[PATCH v3 0/9] x86: macrofying inline asm for better compilation

2018-06-10 Thread Nadav Amit
This patch-set deals with an interesting yet stupid problem: kernel code
that does not get inlined despite its simplicity. There are several
causes for this behavior: "cold" attribute on __init, different function
optimization levels; conditional constant computations based on
__builtin_constant_p(); and finally large inline assembly blocks.

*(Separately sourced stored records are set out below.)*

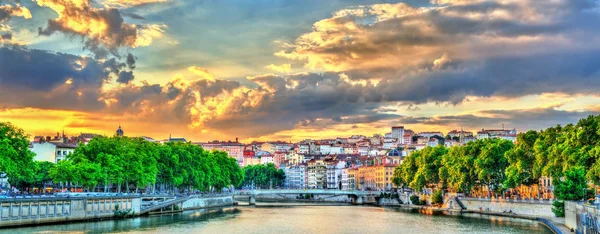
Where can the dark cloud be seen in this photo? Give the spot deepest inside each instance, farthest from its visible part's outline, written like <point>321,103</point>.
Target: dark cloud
<point>133,15</point>
<point>103,31</point>
<point>130,61</point>
<point>125,77</point>
<point>42,79</point>
<point>6,36</point>
<point>522,119</point>
<point>7,11</point>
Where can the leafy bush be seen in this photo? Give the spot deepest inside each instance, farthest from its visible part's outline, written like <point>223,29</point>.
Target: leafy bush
<point>437,198</point>
<point>558,207</point>
<point>415,200</point>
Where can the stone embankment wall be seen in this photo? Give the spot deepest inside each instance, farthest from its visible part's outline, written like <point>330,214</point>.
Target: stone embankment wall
<point>18,212</point>
<point>293,197</point>
<point>207,202</point>
<point>522,207</point>
<point>388,202</point>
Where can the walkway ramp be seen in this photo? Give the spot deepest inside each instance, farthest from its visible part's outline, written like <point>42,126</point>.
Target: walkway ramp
<point>459,202</point>
<point>163,204</point>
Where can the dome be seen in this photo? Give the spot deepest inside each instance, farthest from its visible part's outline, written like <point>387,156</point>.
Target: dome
<point>394,152</point>
<point>119,131</point>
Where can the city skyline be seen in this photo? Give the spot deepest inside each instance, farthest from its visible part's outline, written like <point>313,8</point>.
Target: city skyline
<point>292,70</point>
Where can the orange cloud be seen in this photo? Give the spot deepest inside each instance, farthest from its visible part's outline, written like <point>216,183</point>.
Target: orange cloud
<point>283,68</point>
<point>104,28</point>
<point>10,10</point>
<point>201,72</point>
<point>129,3</point>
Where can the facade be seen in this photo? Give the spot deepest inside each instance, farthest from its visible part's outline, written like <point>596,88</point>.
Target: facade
<point>383,176</point>
<point>233,149</point>
<point>459,134</point>
<point>334,174</point>
<point>296,177</point>
<point>365,178</point>
<point>324,148</point>
<point>398,133</point>
<point>51,151</point>
<point>431,134</point>
<point>266,159</point>
<point>317,171</point>
<point>497,133</point>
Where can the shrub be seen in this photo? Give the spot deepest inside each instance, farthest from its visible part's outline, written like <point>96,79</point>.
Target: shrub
<point>415,200</point>
<point>558,207</point>
<point>437,198</point>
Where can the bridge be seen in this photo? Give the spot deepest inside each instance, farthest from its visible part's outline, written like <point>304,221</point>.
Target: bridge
<point>357,196</point>
<point>154,203</point>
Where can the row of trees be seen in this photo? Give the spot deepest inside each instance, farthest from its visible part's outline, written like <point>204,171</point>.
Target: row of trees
<point>568,155</point>
<point>263,176</point>
<point>119,163</point>
<point>123,162</point>
<point>460,168</point>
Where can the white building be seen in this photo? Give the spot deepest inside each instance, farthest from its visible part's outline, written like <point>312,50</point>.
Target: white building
<point>363,150</point>
<point>325,149</point>
<point>398,133</point>
<point>296,176</point>
<point>51,151</point>
<point>304,148</point>
<point>334,174</point>
<point>266,159</point>
<point>431,134</point>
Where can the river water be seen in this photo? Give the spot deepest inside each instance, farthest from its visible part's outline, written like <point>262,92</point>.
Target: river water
<point>291,219</point>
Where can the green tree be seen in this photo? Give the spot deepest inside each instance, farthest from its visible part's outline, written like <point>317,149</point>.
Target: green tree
<point>491,164</point>
<point>574,187</point>
<point>437,198</point>
<point>521,160</point>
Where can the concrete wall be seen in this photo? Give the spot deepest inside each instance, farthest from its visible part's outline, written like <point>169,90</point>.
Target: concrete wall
<point>16,212</point>
<point>571,211</point>
<point>292,197</point>
<point>522,207</point>
<point>388,201</point>
<point>207,202</point>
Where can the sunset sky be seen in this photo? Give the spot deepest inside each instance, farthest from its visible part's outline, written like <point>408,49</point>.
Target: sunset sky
<point>290,70</point>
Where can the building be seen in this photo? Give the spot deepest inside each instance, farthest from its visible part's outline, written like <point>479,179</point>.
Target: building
<point>458,134</point>
<point>324,148</point>
<point>334,174</point>
<point>51,151</point>
<point>266,159</point>
<point>398,133</point>
<point>296,176</point>
<point>365,178</point>
<point>279,157</point>
<point>233,149</point>
<point>383,176</point>
<point>431,134</point>
<point>317,170</point>
<point>303,148</point>
<point>498,133</point>
<point>119,132</point>
<point>433,142</point>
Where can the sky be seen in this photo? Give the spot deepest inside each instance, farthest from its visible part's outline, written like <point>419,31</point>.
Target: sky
<point>293,70</point>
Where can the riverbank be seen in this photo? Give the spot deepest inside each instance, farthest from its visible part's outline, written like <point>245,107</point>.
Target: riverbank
<point>16,213</point>
<point>556,225</point>
<point>297,220</point>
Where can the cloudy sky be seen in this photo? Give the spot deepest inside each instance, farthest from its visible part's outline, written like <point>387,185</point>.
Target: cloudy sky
<point>290,70</point>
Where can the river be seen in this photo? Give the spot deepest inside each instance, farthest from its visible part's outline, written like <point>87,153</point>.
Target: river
<point>291,219</point>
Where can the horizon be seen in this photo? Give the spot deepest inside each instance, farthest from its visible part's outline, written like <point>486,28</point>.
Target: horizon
<point>295,70</point>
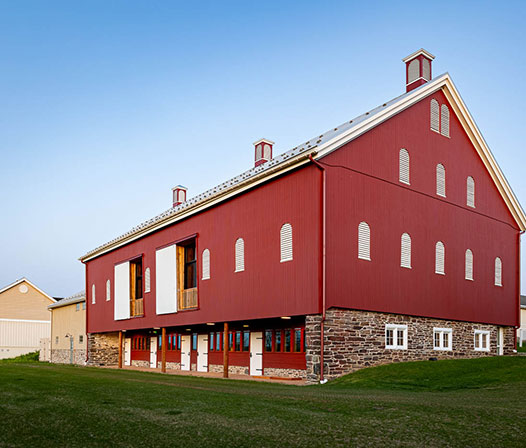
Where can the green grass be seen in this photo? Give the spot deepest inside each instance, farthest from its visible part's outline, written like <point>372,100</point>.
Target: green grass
<point>467,403</point>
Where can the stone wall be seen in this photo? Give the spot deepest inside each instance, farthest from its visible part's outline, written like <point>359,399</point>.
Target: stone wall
<point>356,339</point>
<point>103,349</point>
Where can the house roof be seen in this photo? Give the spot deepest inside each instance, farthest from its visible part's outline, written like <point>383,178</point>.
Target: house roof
<point>22,280</point>
<point>75,298</point>
<point>319,147</point>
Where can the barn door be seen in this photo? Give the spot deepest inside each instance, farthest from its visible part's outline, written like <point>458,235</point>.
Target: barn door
<point>185,352</point>
<point>256,353</point>
<point>153,352</point>
<point>202,353</point>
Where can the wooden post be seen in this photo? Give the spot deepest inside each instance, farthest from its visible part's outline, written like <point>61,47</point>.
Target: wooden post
<point>163,348</point>
<point>120,349</point>
<point>225,350</point>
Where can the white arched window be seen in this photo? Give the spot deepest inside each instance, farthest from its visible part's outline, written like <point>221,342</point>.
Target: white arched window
<point>240,255</point>
<point>470,188</point>
<point>405,252</point>
<point>435,116</point>
<point>441,180</point>
<point>469,265</point>
<point>206,264</point>
<point>440,255</point>
<point>404,166</point>
<point>444,120</point>
<point>498,272</point>
<point>285,236</point>
<point>364,241</point>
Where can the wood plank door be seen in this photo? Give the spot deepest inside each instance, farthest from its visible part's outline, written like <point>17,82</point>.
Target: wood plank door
<point>127,351</point>
<point>153,352</point>
<point>185,352</point>
<point>202,353</point>
<point>256,353</point>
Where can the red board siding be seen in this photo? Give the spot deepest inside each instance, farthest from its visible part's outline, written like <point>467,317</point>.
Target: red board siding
<point>390,210</point>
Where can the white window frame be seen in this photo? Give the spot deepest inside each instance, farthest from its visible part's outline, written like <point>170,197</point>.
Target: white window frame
<point>441,332</point>
<point>480,335</point>
<point>396,328</point>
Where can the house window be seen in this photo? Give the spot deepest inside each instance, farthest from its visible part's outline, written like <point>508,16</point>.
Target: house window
<point>396,337</point>
<point>441,180</point>
<point>440,258</point>
<point>404,166</point>
<point>240,255</point>
<point>481,342</point>
<point>286,242</point>
<point>469,265</point>
<point>442,338</point>
<point>498,272</point>
<point>364,241</point>
<point>405,253</point>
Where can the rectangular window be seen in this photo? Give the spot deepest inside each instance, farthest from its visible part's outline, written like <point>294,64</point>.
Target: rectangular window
<point>442,338</point>
<point>396,337</point>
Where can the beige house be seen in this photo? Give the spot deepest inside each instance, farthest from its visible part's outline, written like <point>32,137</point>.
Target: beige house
<point>24,318</point>
<point>68,330</point>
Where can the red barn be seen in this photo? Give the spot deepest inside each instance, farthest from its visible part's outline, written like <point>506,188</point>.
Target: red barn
<point>395,237</point>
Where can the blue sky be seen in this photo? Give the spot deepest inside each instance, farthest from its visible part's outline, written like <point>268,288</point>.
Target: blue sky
<point>107,105</point>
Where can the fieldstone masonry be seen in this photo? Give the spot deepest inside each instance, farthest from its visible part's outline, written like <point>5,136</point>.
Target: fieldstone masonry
<point>356,339</point>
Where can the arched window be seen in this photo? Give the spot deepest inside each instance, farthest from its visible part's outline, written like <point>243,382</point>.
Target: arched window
<point>498,272</point>
<point>404,166</point>
<point>439,258</point>
<point>441,180</point>
<point>405,253</point>
<point>364,241</point>
<point>435,116</point>
<point>469,265</point>
<point>206,264</point>
<point>470,187</point>
<point>240,255</point>
<point>444,120</point>
<point>285,235</point>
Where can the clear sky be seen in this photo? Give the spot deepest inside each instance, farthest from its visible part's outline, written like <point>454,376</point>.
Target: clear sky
<point>107,105</point>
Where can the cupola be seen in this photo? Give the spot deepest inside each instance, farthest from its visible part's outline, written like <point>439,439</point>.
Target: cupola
<point>418,68</point>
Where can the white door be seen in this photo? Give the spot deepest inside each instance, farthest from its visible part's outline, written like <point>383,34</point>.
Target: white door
<point>256,353</point>
<point>202,353</point>
<point>185,352</point>
<point>153,352</point>
<point>127,351</point>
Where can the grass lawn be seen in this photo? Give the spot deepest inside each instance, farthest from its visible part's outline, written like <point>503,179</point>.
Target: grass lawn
<point>467,403</point>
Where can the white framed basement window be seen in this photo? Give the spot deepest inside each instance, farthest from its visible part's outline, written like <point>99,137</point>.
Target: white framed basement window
<point>396,337</point>
<point>481,341</point>
<point>442,339</point>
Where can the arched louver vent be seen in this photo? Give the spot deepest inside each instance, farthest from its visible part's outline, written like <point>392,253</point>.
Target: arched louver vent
<point>498,272</point>
<point>240,255</point>
<point>439,258</point>
<point>435,116</point>
<point>405,253</point>
<point>469,265</point>
<point>444,120</point>
<point>147,281</point>
<point>470,186</point>
<point>364,241</point>
<point>206,264</point>
<point>413,71</point>
<point>404,166</point>
<point>286,242</point>
<point>441,180</point>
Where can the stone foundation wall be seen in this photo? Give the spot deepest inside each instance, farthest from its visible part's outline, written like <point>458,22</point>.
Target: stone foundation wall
<point>103,349</point>
<point>356,339</point>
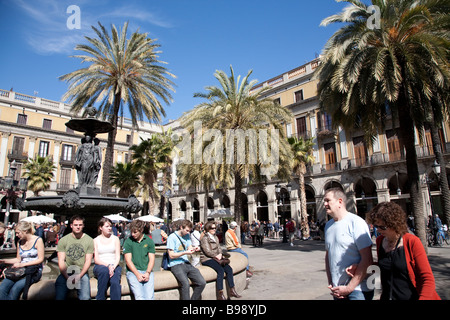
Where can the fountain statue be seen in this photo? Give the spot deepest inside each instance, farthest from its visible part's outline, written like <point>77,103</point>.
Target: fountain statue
<point>84,200</point>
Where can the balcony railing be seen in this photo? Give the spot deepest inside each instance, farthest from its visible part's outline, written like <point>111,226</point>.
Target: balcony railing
<point>331,167</point>
<point>17,155</point>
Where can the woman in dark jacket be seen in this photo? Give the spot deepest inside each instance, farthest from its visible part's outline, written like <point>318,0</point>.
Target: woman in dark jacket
<point>213,258</point>
<point>405,271</point>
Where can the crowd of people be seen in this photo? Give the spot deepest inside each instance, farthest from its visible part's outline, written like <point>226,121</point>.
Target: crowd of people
<point>188,248</point>
<point>405,271</point>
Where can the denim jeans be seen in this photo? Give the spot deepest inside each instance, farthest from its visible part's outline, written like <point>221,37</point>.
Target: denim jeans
<point>84,289</point>
<point>104,280</point>
<point>11,290</point>
<point>185,271</point>
<point>141,290</point>
<point>359,295</point>
<point>242,252</point>
<point>220,273</point>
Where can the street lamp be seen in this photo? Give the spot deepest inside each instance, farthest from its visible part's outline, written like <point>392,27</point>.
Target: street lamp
<point>399,191</point>
<point>436,168</point>
<point>281,204</point>
<point>8,187</point>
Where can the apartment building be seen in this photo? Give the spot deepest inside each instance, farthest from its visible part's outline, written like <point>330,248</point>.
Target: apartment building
<point>368,173</point>
<point>31,126</point>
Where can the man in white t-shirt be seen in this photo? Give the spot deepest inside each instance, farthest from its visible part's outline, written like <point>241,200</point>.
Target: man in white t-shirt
<point>347,242</point>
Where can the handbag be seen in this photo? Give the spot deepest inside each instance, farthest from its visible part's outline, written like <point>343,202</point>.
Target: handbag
<point>14,274</point>
<point>223,262</point>
<point>165,261</point>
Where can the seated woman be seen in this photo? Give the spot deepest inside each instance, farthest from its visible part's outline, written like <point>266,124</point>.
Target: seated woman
<point>107,257</point>
<point>212,257</point>
<point>30,254</point>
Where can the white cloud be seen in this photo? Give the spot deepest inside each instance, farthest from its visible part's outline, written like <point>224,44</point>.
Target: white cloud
<point>46,31</point>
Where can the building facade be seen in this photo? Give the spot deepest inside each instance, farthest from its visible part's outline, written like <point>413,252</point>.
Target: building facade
<point>31,126</point>
<point>369,174</point>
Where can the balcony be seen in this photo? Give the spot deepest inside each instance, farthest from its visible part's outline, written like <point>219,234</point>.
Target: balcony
<point>49,156</point>
<point>67,161</point>
<point>331,167</point>
<point>20,156</point>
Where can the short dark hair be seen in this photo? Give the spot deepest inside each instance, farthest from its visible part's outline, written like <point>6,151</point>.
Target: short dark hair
<point>209,224</point>
<point>101,222</point>
<point>337,193</point>
<point>137,225</point>
<point>76,217</point>
<point>185,223</point>
<point>391,214</point>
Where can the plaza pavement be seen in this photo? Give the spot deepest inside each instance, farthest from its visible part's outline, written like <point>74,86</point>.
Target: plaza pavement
<point>282,272</point>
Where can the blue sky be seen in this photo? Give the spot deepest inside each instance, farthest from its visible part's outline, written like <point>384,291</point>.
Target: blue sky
<point>197,38</point>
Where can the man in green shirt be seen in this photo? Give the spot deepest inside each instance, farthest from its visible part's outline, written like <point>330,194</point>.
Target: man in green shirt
<point>139,253</point>
<point>75,252</point>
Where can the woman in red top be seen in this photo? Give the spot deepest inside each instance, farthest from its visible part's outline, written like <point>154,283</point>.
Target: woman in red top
<point>405,271</point>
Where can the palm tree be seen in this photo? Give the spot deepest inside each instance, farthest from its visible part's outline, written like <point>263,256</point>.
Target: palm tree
<point>121,72</point>
<point>151,156</point>
<point>39,173</point>
<point>126,178</point>
<point>367,73</point>
<point>303,155</point>
<point>234,108</point>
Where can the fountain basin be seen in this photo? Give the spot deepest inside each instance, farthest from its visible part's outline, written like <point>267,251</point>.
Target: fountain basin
<point>166,285</point>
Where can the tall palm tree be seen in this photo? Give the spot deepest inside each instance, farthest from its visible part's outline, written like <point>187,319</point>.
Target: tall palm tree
<point>126,178</point>
<point>303,155</point>
<point>39,173</point>
<point>366,72</point>
<point>232,107</point>
<point>121,72</point>
<point>150,157</point>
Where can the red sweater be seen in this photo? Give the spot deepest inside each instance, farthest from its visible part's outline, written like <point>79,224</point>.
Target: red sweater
<point>419,269</point>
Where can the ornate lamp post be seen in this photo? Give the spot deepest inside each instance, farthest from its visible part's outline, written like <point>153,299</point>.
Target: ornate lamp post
<point>9,187</point>
<point>282,198</point>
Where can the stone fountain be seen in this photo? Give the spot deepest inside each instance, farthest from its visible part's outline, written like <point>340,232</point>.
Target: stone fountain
<point>84,200</point>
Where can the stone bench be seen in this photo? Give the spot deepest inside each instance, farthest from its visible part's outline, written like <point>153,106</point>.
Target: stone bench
<point>166,285</point>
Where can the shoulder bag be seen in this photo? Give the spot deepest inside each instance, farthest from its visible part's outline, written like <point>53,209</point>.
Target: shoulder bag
<point>14,274</point>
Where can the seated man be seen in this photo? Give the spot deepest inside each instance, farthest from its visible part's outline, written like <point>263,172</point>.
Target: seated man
<point>233,245</point>
<point>179,246</point>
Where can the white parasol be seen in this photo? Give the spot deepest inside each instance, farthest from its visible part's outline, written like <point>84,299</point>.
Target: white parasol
<point>150,218</point>
<point>116,218</point>
<point>39,219</point>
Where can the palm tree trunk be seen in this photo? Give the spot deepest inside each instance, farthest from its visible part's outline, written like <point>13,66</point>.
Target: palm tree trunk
<point>443,182</point>
<point>109,154</point>
<point>407,131</point>
<point>237,199</point>
<point>303,210</point>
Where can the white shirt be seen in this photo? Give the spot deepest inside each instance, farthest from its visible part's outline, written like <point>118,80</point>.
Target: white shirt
<point>343,241</point>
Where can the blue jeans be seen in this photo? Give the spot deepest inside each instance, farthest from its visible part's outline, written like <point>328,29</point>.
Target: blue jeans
<point>61,289</point>
<point>242,252</point>
<point>11,290</point>
<point>359,295</point>
<point>104,280</point>
<point>220,273</point>
<point>141,290</point>
<point>185,271</point>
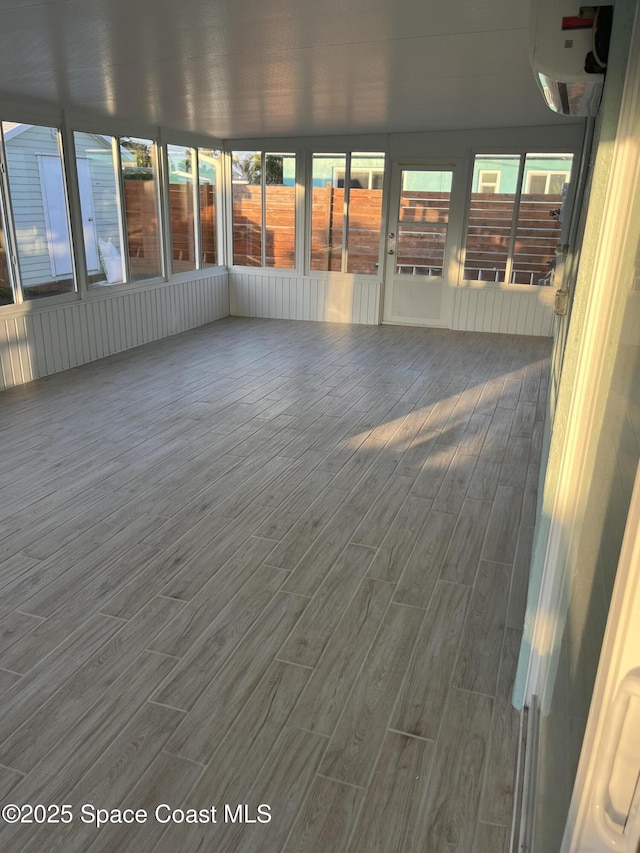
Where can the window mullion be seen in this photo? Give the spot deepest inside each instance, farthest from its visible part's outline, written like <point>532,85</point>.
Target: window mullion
<point>197,226</point>
<point>508,268</point>
<point>345,212</point>
<point>124,236</point>
<point>6,219</point>
<point>263,208</point>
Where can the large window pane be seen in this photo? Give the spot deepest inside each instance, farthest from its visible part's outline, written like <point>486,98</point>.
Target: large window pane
<point>208,163</point>
<point>495,184</point>
<point>280,210</point>
<point>39,202</point>
<point>140,181</point>
<point>423,221</point>
<point>538,227</point>
<point>246,183</point>
<point>327,211</point>
<point>182,207</point>
<point>100,207</point>
<point>365,213</point>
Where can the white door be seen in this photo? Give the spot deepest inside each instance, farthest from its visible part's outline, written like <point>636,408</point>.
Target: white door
<point>55,210</point>
<point>584,663</point>
<point>55,203</point>
<point>420,270</point>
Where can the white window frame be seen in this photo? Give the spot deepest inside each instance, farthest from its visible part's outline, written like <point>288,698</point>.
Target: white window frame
<point>547,175</point>
<point>482,183</point>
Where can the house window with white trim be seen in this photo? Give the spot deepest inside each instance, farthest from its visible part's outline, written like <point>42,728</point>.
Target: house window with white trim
<point>513,229</point>
<point>264,209</point>
<point>346,212</point>
<point>37,189</point>
<point>488,181</point>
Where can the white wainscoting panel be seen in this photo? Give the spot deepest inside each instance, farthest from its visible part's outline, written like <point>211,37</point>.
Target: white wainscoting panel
<point>339,299</point>
<point>39,342</point>
<point>513,312</point>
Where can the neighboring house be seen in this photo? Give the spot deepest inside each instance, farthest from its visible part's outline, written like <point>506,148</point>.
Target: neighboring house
<point>40,212</point>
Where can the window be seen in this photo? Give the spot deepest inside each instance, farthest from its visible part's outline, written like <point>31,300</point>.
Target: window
<point>346,212</point>
<point>546,183</point>
<point>140,182</point>
<point>40,214</point>
<point>118,185</point>
<point>208,165</point>
<point>102,223</point>
<point>512,234</point>
<point>488,182</point>
<point>192,206</point>
<point>182,207</point>
<point>263,202</point>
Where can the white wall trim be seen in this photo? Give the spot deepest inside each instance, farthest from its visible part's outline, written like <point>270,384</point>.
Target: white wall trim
<point>583,415</point>
<point>44,339</point>
<point>335,299</point>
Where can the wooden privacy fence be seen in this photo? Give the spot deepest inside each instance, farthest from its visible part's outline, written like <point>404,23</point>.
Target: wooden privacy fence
<point>537,234</point>
<point>487,246</point>
<point>142,224</point>
<point>182,224</point>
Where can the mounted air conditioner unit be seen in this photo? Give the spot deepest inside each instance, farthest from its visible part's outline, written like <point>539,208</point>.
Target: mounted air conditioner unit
<point>570,45</point>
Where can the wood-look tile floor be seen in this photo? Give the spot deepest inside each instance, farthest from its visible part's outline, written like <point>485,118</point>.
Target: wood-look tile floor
<point>270,562</point>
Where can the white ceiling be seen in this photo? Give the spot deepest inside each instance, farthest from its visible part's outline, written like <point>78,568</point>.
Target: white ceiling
<point>245,68</point>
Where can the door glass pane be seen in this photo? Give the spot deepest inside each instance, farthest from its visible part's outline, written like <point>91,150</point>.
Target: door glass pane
<point>423,220</point>
<point>208,160</point>
<point>539,223</point>
<point>280,210</point>
<point>140,181</point>
<point>182,207</point>
<point>246,193</point>
<point>327,211</point>
<point>365,213</point>
<point>40,215</point>
<point>491,216</point>
<point>100,208</point>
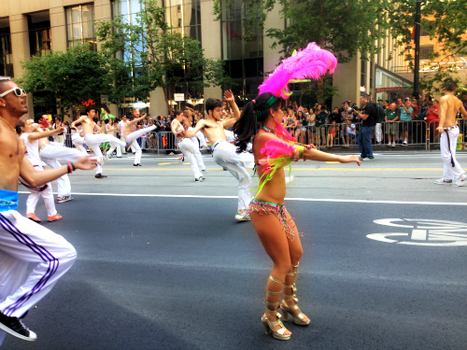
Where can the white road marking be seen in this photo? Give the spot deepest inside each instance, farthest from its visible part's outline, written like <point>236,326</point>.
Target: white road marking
<point>329,200</point>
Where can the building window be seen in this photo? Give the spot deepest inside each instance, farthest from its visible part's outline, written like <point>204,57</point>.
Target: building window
<point>6,63</point>
<point>184,17</point>
<point>363,65</point>
<point>80,25</point>
<point>426,50</point>
<point>40,38</point>
<point>243,59</point>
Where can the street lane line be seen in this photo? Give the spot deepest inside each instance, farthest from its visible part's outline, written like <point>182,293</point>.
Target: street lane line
<point>295,169</point>
<point>328,200</point>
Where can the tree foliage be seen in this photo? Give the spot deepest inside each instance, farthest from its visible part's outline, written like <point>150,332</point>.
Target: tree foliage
<point>445,21</point>
<point>148,54</point>
<point>61,80</point>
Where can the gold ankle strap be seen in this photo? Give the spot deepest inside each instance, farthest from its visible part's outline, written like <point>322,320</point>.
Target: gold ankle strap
<point>273,293</point>
<point>271,311</point>
<point>275,280</point>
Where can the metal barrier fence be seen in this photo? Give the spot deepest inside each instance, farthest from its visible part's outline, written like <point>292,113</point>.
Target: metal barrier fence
<point>418,133</point>
<point>390,134</point>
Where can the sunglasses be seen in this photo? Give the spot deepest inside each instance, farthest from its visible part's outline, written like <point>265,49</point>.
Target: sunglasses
<point>18,92</point>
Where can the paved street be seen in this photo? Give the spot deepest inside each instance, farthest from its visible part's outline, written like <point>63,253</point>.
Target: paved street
<point>162,264</point>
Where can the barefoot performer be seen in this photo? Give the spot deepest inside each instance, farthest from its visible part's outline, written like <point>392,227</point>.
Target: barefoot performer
<point>274,148</point>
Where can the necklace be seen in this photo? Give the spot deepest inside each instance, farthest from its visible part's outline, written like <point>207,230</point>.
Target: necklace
<point>12,128</point>
<point>268,129</point>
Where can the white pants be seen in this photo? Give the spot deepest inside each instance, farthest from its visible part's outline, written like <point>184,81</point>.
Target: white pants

This patch-set deals with the inline assembly problem. I separated these
patches from the others (that were sent in the RFC) for easier
inclusion. I also separated the removal of unnecessary new-lines which
would be sent separately.

The problem with inline assembly is that inline assembly is often used
by the kernel for things that are other than code - for example,
assembly directives and data. GCC however is oblivious to the content of
the blocks and assumes their cost in space and time is proportional to
the number of the perceived assembly "instruction", according to the
number of newlines and semicolons. Alternatives, paravirt and other
mechanisms are affected, causing code not to be inlined, and degrading
compilation quality in general.

The solution that this patch-set carries for this problem is to create
an assembly macro, and then call it from the inline assembly block.  As
a result, the compiler sees a single "instruction" and assigns the more
appropriate cost to the code.

To avoid uglification of the code, as many noted, the macros are first
precompiled into an assembly file, which is later assembled together
with the the C files. This also enables to avoid duplicate
implementation that was set before for the asm and C code. This can be
seen in the exception table changes.

Overall this patch-set slightly increases the kernel size (my build was
done using my Ubuntu 18.04 config + localyesconfig for the record):

   textdata bss dec hex filename
18140829 10224724 2957312 31322865 1ddf2f1 ./vmlinux before
18163608 10227348 2957312 31348268 1de562c ./vmlinux after (+0.1%)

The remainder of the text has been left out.